Warga menyebut perlintasan itu sudah lama dibiarkan tanpa pengamanan, meski telah beberapa kali diajukan ke pemerintah desa dan dinas perhubungan untuk dipasang palang pintu atau minimal rambu peringatan.

Bukan Insiden Pertama

Mirisnya, ini bukan kali pertama perlintasan tersebut memakan korban. Dalam lima tahun terakhir, tercatat sudah empat kejadian serupa terjadi di lokasi yang sama, dengan dua korban meninggal dunia. Namun sejauh ini, belum ada tindakan serius dari pihak terkait untuk menutup atau mengamankan perlintasan tersebut.

Fakta ini memunculkan pertanyaan besar dari masyarakat: sampai kapan harus menunggu korban berikutnya baru ada perubahan?

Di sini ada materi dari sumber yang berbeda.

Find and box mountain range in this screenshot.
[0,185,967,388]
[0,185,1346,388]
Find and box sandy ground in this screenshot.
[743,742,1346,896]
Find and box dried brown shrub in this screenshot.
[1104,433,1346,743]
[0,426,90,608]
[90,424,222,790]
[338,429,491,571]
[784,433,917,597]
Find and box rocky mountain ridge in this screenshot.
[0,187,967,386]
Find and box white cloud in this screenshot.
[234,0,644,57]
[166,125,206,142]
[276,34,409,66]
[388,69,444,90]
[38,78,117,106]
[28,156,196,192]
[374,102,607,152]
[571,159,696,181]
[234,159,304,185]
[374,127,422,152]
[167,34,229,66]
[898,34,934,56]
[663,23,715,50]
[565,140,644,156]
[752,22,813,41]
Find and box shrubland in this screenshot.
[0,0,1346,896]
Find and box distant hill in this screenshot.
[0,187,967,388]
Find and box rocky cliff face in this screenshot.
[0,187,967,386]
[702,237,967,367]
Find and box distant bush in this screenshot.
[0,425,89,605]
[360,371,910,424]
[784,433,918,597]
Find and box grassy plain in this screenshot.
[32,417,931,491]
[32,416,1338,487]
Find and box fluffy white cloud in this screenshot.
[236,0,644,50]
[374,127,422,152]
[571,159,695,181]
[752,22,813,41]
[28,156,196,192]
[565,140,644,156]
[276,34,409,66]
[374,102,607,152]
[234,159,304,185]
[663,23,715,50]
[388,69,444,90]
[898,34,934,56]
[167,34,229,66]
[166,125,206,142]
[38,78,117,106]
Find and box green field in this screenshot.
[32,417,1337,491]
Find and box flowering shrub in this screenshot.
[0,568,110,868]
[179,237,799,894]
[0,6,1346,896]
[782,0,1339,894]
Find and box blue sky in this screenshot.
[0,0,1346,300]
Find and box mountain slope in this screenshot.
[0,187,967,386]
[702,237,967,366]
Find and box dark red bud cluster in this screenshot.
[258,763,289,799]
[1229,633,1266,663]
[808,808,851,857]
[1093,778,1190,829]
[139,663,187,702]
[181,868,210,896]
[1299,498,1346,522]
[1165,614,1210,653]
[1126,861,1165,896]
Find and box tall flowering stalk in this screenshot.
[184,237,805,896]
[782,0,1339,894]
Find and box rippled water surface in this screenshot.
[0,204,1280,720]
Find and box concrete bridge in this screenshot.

Respons Keluarga dan Sekolah

Keluarga korban masih terpukul dan menolak diwawancarai oleh media. Namun pihak sekolah tempat korban belajar menyampaikan duka mendalam dan mengaku prihatin dengan kejadian tersebut. Kepala sekolah menekankan pentingnya pengawasan terhadap jalur pulang anak-anak, serta perlunya edukasi sejak dini tentang bahaya melintasi rel kereta.

“Kami akan mengkaji ulang rute pulang anak-anak, dan berkoordinasi dengan orang tua agar kejadian seperti ini tidak terulang,” kata kepala sekolah.

Pemerintah Harus Bertindak

Pemerintah daerah maupun instansi perkeretaapian dinilai harus segera mengambil langkah konkret. Perlintasan sebidang tanpa pengaman masih banyak ditemukan di berbagai daerah di Indonesia. Masyarakat menuntut agar perlintasan yang sering dilalui anak-anak sekolah diberi prioritas untuk dibenahi.

Lembaga perlindungan anak pun menyuarakan keprihatinan mendalam. Mereka mendesak agar perlintasan seperti ini segera ditutup atau dipasangi sistem peringatan otomatis. Menurut mereka, anak-anak adalah kelompok paling rentan yang seharusnya dilindungi, bukan dibiarkan menghadapi risiko setiap hari.

Siapa yang Harus Bertanggung Jawab?

Pertanyaan yang muncul kini adalah: siapa yang harus bertanggung jawab? Banyak pihak menilai ini adalah tanggung jawab bersama—baik dari pemerintah daerah, dinas perhubungan, hingga PT KAI.

Namun dalam kasus ini, masyarakat menuntut tanggung jawab utama dari pemerintah setempat yang dianggap lalai dalam menyediakan fasilitas publik yang aman. Sudah terlalu sering nyawa menjadi tumbal dari ketidakpedulian birokrasi dan lambannya proses pengambilan keputusan.

Suara Netizen dan Warga

Di media sosial, tagar #SelamatkanAnakKami dan #PalangPintuSekarang menjadi viral. Warganet menyampaikan belasungkawa sekaligus kemarahan atas minimnya kepedulian terhadap keselamatan anak-anak.

“Bukan salah anak itu, bukan salah orang tua juga. Ini salah sistem yang gagal melindungi nyawa rakyatnya,” tulis seorang pengguna Twitter.

Penutup: Tragedi yang Tak Boleh Terulang

Tragedi di perlintasan tanpa palang pintu ini harus menjadi alarm keras bagi semua pihak. Tidak boleh lagi ada nyawa melayang hanya karena infrastruktur yang diabaikan. Setiap perlintasan harus dipastikan aman, apalagi jika dilewati oleh anak-anak.

Karena sebuah nyawa—terutama nyawa anak—terlalu berharga untuk dijadikan korban kelalaian. Tragedi ini seharusnya menjadi yang terakhir. Tidak boleh ada lagi kata “terlambat” dalam urusan keselamatan publik.